Navigate to chrome://webrtc-internals/ (Chrome) or about:webrtc (Firefox) in a separate tab. Find the active session and look at the selected candidate pair — it should show relay type for both local and remote candidates when using TURN.

  1. Verify the session is stable by leaving it connected for 2 minutes. Check that frames continue arriving (FPS counter does not drop to 0).

  2. After testing, remove the firewall rule on Win-B:

Remove-NetFirewallRule -DisplayName "RDP-Test-Block"

Pass: Session establishes over TURN relay (visible in webrtc-internals); FPS is reduced but non-zero; no session disconnection during 2-minute hold.

Fail / Common issues:

  • WebRTC stuck in “Connecting to host…” and never reaches “Connected” — TURN server is not reachable from Win-B’s network. Check that turn:vpn.quickztna.com:3479 UDP and TCP are accessible from Win-B.
  • Session connects but FPS is 0 — the DataChannel opened but the agent’s captureLoop may have encountered an error. Check Win-B agent logs.
  • chrome://webrtc-internals not accessible — use about:webrtc in Firefox instead, or check the browser console for RTCPeerConnection.getStats() output.

ST3 — Adaptive Quality Reduction Under Relay Latency

What it verifies: The agent’s adaptive quality system reduces JPEG quality when relay-added latency causes frames to exceed the frame budget, and the viewer continues receiving valid frames.

Steps:

  1. With the relay-forced session from ST2 still active (or re-establish it), monitor the agent log on Win-B :
Get-Content "$env:LOCALAPPDATA\Programs\QuickZTNA\quickztna-svc.log" -Tail 200 -Wait |
    Select-String "reducing JPEG quality|frame sent"
  1. Move the mouse continuously in the viewer on Win-A to increase frame change density (changed pixels = larger JPEG = longer encode+send time).

  2. After 10-20 seconds of activity, verify quality reduction events appear in the log:

reducing JPEG quality  new=45  elapsed_ms=110
reducing JPEG quality  new=40  elapsed_ms=108

The elapsed_ms should exceed the 99ms budget (1.5x of 66ms target frame time at 15 fps).

  1. After reducing mouse activity (static desktop), verify quality starts recovering:
Get-Content "$env:LOCALAPPDATA\Programs\QuickZTNA\quickztna-svc.log" -Tail 50 |
    Select-String "frame sent" | Select-Object -Last 10

Watch the quality= field gradually increase (by 1 per smooth frame) toward 70. Under relay conditions, quality may stabilise at an intermediate value (e.g., 45-55) rather than reaching 70 if the relay RTT consistently keeps frames near the budget.
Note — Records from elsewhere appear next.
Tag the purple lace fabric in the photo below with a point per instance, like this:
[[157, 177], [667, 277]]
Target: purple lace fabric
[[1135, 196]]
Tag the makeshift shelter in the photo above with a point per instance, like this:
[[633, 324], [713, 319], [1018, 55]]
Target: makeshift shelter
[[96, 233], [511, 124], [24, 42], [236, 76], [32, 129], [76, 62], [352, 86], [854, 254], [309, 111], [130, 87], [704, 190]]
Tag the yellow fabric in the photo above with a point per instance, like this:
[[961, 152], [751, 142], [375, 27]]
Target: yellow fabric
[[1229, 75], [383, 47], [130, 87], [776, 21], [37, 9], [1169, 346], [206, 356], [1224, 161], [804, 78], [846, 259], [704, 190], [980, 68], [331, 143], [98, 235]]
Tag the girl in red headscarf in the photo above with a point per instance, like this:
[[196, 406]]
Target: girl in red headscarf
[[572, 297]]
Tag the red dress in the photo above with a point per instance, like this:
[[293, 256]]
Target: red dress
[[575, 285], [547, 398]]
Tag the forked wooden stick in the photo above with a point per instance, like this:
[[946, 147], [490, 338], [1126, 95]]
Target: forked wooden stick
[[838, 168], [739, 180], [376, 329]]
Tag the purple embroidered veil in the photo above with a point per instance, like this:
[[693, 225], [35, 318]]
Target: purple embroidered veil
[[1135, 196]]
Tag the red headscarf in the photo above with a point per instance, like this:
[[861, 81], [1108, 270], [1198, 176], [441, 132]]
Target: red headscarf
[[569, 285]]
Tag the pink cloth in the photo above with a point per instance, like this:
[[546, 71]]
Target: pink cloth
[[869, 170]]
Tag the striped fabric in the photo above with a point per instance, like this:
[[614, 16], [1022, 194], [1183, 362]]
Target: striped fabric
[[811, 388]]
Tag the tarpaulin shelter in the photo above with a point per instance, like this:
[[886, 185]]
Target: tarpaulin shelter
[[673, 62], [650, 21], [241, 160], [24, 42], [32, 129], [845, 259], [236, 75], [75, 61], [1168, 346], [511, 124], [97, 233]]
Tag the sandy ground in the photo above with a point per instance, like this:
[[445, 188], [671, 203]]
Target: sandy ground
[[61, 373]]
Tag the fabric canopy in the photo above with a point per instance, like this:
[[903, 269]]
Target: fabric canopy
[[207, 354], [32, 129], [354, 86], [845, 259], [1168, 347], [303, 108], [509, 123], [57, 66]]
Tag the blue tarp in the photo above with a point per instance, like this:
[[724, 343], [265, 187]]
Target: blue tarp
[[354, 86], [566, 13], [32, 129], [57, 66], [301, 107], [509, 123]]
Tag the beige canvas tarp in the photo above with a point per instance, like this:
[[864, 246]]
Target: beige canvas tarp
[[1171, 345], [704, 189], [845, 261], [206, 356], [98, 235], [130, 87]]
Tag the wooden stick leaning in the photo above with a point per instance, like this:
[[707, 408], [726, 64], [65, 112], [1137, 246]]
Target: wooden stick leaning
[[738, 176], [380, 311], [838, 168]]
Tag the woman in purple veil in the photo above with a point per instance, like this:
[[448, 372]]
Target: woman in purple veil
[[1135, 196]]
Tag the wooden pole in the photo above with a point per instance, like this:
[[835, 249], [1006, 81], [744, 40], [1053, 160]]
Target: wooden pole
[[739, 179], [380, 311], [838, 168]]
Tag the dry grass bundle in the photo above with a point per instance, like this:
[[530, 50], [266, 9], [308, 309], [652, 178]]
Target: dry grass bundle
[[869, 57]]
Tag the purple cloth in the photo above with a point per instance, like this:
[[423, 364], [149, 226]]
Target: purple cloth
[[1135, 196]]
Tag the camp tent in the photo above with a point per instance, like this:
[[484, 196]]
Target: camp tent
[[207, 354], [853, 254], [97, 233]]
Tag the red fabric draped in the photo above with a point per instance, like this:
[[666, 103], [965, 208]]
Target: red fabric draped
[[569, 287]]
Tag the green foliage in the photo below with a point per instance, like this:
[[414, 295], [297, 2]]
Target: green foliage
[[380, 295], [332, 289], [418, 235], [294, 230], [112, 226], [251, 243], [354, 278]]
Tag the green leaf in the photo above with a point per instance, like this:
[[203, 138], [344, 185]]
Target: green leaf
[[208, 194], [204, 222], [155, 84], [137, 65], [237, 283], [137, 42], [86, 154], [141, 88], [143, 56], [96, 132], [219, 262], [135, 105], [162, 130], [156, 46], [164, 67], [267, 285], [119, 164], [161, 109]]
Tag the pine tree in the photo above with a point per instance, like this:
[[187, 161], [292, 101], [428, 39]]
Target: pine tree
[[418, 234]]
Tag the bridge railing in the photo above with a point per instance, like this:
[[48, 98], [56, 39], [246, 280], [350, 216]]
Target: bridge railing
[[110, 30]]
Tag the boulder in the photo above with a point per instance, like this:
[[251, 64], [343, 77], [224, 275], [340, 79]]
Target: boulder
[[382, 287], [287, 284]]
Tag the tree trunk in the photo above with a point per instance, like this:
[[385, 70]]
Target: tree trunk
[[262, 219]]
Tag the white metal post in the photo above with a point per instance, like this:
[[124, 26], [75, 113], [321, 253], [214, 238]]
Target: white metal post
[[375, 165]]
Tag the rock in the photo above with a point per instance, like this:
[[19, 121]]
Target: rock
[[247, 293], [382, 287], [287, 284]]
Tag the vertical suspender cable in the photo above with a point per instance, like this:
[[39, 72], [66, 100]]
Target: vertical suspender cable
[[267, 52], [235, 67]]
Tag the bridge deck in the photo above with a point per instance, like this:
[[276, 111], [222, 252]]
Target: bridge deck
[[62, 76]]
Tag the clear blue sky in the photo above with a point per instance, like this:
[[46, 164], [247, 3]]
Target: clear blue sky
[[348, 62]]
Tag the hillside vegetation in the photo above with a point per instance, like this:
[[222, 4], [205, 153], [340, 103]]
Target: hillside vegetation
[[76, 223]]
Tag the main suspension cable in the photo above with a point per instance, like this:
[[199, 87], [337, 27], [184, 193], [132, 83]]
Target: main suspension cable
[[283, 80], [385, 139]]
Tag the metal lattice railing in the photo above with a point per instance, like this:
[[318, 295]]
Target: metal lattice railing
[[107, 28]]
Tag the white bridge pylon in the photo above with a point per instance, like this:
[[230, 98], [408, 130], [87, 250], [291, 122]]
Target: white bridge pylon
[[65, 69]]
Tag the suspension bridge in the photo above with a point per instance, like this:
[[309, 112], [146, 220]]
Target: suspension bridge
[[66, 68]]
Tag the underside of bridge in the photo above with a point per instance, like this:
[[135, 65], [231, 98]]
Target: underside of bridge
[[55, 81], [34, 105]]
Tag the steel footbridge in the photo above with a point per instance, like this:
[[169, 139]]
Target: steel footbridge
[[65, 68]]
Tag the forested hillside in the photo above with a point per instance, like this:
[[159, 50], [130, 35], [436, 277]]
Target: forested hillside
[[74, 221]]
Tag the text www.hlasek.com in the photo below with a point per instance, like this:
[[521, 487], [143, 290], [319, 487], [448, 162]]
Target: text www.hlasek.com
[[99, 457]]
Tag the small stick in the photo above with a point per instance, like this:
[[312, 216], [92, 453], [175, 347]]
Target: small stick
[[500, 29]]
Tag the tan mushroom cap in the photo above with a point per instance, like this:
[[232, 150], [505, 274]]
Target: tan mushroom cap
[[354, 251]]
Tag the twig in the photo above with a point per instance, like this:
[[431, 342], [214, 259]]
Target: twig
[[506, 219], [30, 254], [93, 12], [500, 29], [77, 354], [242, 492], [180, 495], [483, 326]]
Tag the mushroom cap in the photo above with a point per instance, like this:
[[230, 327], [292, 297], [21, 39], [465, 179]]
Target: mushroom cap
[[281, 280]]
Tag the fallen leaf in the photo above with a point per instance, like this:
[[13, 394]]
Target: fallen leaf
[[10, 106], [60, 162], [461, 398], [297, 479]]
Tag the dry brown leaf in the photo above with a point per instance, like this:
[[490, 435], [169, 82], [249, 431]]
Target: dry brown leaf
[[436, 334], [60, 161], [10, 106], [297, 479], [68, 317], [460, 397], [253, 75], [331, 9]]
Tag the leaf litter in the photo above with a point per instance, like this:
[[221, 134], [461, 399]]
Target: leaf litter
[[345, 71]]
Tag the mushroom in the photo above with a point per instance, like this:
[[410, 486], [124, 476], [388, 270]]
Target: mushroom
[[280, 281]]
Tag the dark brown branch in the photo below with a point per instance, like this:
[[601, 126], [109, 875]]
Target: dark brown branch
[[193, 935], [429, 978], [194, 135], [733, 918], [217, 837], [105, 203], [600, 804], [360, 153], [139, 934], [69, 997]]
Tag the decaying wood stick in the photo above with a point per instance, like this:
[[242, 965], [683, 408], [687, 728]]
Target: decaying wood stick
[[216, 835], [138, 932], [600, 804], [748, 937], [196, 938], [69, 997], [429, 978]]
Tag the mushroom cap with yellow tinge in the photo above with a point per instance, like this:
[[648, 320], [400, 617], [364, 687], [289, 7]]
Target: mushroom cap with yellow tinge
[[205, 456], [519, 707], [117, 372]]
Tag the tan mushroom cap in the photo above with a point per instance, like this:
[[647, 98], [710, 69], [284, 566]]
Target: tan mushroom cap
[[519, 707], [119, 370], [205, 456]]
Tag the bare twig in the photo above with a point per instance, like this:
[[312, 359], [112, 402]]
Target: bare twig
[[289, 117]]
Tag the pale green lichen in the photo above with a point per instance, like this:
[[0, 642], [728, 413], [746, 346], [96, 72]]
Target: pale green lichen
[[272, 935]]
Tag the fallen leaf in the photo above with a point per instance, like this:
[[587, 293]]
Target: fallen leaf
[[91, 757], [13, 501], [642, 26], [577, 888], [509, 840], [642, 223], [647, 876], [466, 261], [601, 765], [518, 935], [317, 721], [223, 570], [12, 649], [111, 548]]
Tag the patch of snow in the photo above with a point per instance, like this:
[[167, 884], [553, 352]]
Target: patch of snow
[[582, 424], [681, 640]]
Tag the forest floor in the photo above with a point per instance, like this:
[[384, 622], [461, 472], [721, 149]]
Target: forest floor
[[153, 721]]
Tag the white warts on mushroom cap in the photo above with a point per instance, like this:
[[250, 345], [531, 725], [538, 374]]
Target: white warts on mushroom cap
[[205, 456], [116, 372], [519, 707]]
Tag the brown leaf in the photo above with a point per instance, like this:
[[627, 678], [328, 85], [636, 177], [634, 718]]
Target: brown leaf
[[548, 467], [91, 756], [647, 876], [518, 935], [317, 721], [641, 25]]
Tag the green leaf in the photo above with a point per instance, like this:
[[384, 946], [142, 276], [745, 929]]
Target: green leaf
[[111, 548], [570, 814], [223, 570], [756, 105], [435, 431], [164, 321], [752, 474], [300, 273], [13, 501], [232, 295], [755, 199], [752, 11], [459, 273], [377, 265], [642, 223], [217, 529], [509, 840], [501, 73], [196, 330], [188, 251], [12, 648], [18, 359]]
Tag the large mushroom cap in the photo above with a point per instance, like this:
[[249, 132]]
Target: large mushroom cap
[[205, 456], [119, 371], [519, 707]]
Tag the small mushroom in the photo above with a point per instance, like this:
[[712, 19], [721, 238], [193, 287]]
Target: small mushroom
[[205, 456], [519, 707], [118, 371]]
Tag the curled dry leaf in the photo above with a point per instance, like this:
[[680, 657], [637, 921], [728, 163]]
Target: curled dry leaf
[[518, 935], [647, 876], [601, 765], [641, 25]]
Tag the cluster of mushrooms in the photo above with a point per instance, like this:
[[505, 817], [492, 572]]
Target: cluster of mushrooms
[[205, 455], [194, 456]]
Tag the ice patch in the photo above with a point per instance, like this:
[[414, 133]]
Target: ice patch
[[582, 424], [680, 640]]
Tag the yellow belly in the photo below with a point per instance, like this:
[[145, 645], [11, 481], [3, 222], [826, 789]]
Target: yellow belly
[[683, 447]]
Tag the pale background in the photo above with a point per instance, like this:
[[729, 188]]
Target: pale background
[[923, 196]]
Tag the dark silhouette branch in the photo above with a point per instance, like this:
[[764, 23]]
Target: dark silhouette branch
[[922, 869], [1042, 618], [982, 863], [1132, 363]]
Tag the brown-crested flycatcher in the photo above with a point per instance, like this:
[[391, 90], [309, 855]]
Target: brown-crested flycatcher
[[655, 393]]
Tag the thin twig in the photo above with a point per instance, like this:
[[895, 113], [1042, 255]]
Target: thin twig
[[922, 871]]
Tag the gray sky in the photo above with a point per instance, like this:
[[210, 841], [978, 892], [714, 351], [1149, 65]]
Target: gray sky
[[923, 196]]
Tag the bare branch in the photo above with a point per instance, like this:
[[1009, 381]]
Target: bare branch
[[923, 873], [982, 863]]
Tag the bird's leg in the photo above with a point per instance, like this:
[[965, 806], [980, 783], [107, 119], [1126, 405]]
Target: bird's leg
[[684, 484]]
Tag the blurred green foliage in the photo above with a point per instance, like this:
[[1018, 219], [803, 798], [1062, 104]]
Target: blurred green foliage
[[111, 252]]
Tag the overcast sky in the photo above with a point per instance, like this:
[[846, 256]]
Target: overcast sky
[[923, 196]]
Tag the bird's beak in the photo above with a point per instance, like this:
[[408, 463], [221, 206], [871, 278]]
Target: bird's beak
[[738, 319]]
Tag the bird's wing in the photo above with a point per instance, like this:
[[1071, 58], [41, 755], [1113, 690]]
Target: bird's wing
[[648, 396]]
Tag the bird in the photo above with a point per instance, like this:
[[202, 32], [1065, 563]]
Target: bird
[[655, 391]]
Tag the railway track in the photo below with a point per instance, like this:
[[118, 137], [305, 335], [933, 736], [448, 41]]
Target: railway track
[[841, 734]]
  1. On Win-A , verify the FPS counter reflects the reduced throughput:
    • P2P baseline: 8-15 fps
    • Relay with quality 50: 5-10 fps
    • Relay with quality 30: 4-8 fps

Pass: Agent log shows quality reduction events during high-activity relay conditions; quality recovers incrementally during low-activity periods; viewer continues displaying frames throughout.

Fail / Common issues:

  • No quality reduction events even under relay — either the relay RTT is low (sub-30ms) and frames are still within budget, or the desktop is static and individual frames are small (compressing well). Try with a video playing on Win-B.
  • Quality stuck at 30 but viewer still receives frames — this is expected behaviour. Quality 30 produces the smallest possible JPEG for a given frame. The session remains functional at low quality.
  • No frames received during quality 30 phase — check if the DataChannel was closed. Under extreme congestion, SCTP flow control can stall dc.Send(). Check agent logs for "datachannel send error".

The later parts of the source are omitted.